I looked around because there was probably something I missed or used wrong. I was using next/image for lazy loading the images, I was using the Turbopack bundler from the start, I didn't have any antivirus running either which they recommend checking
and I tried other things they suggest too. I tried caching my blogs in localStorage and revalidating after a few minutes, which helped the live site a little, but in development it was still exactly the same.
I realizing that may be I learned Next.js fast and shallow, and got too excited to notice.
A few weeks ago now, I wanted to add a small space called musing which would house all the posts or other things that aren't technical. I figured I could add it with its own layout, different from the main blog.

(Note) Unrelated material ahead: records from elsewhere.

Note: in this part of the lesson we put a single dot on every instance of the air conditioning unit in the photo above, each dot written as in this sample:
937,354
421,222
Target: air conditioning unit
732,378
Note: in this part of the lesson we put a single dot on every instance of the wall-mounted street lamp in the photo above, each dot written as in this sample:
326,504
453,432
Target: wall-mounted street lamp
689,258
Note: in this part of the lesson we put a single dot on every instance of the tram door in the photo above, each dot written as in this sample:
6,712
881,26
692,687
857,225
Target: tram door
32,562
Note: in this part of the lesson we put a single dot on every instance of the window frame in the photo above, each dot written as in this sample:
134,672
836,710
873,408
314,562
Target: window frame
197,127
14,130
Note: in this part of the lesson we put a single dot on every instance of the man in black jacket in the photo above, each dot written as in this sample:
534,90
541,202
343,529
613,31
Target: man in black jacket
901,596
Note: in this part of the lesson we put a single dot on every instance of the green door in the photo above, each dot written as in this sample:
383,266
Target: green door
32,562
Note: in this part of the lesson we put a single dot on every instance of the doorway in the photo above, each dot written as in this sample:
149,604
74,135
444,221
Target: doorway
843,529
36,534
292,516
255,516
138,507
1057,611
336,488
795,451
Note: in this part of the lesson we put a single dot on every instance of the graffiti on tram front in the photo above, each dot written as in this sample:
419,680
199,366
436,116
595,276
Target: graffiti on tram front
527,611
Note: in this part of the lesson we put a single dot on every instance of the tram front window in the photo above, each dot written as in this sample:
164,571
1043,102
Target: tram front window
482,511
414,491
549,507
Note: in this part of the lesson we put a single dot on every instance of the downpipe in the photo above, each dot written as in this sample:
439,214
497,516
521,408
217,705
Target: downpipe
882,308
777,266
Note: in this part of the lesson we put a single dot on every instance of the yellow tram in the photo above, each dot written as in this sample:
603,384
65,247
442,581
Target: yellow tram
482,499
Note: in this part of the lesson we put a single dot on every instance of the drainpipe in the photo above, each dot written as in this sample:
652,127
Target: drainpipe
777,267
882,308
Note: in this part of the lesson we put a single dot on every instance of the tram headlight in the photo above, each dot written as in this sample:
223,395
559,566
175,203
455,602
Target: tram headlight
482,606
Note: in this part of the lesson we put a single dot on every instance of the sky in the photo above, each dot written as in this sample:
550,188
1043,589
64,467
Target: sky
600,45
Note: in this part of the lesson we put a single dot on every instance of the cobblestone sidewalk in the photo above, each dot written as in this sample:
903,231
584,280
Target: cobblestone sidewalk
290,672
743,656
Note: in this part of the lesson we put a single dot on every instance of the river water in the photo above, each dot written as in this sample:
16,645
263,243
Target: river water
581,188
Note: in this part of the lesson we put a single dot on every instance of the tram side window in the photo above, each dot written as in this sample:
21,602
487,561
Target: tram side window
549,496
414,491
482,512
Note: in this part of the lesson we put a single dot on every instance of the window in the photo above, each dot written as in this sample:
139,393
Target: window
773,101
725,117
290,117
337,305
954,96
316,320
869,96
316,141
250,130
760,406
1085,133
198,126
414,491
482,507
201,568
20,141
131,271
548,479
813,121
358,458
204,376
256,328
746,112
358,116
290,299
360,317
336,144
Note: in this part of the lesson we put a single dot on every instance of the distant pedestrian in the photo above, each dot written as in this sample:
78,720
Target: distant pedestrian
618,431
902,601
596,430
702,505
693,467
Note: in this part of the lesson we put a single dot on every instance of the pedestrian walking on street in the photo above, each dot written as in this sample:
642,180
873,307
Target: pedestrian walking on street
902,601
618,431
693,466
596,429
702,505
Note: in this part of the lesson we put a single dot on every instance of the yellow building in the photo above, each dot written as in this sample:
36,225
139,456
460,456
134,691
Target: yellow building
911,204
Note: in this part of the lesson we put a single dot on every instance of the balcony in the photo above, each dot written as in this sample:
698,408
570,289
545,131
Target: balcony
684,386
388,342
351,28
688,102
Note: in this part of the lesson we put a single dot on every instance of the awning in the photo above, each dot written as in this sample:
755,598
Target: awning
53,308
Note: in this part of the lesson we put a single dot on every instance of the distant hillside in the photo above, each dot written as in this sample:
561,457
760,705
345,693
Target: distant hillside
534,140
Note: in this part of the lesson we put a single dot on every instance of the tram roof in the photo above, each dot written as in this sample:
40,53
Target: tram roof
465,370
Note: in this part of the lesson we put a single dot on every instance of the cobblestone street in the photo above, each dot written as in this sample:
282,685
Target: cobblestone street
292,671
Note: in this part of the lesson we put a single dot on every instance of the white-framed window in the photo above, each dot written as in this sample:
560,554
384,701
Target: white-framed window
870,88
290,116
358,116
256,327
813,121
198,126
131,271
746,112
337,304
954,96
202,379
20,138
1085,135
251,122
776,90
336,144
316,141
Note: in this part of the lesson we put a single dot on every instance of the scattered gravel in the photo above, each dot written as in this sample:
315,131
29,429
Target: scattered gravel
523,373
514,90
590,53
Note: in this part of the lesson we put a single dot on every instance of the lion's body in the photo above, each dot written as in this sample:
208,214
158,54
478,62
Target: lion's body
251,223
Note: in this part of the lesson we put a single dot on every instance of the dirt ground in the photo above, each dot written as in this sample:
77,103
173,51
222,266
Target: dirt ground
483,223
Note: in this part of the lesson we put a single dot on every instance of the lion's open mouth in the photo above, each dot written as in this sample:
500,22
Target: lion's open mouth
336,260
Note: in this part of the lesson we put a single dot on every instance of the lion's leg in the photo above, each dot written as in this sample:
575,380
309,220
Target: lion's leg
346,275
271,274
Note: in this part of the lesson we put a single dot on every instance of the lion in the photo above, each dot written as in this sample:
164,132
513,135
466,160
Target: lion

And then I thought, I don't want this section to also go through writing in the browser and persisting everything in PostgreSQL. I used Next.js route groups to separate it from the other routes, gave it its own layout, and made use of next-mdx-remote to serve markdown. That worked pretty well for me.
One day I checked my email and saw Neon had sent me a notification saying I'd hit 80% of my compute! 11 blog posts(I had drafts too) total and already at 80%! It was probably the Vercel side causing extra database calls, I think. So I decided to serve MDX for the whole thing and I did. Finally, we can breathe now!
blog=> SELECT COUNT(*) FROM posts;
count
-------
11
(1 row)
blog=> \d posts;
Table "public.posts"
Column | Type | Collation | Nullable | Default
-----------------+--------------------------------+-----------+----------+-----------------------------------
id | integer | | not null | nextval('posts_id_seq'::regclass)
title | text | | not null |
slug | text | | not null |
content | text | | not null |
excerpt | text | | |
status | "Status" | | not null | 'DRAFT'::"Status"
tags | text[] | | |
coverImage | text | | |
createdAt | timestamp(3) without time zone | | not null | CURRENT_TIMESTAMP
updatedAt | timestamp(3) without time zone | | not null |
publishedAt | timestamp(3) without time zone | | |
authorId | integer | | not null |
categoryId | integer | | |
metaDescription | text | | |
Indexes:
"posts_pkey" PRIMARY KEY, btree (id)
"posts_slug_key" UNIQUE, btree (slug)
Foreign-key constraints:
"posts_authorId_fkey" FOREIGN KEY ("authorId") REFERENCES "user"(id) ON UPDATE CASCADE ON DELETE RESTRICT
"posts_categoryId_fkey" FOREIGN KEY ("categoryId") REFERENCES categories(id) ON UPDATE CASCADE ON DELETE SET NULL
Referenced by:
TABLE "comments" CONSTRAINT "comments_postId_fkey" FOREIGN KEY ("postId") REFERENCES posts(id) ON UPDATE CASCADE ON DELETE CASCADE
blog=>
But honestly, I don't know! I don't quite have the same sense of control I had before. Even though it was kind of a mess. But, As my understanding of frontend development improve and nextjs keeps improving, who knows! it might change.
Hey, you're still here? If you actually read all the way to this point, I appreciate that. I hope something in here sparked an idea, saved you some time, or at least maybe made you feel better about your own over-engineered project!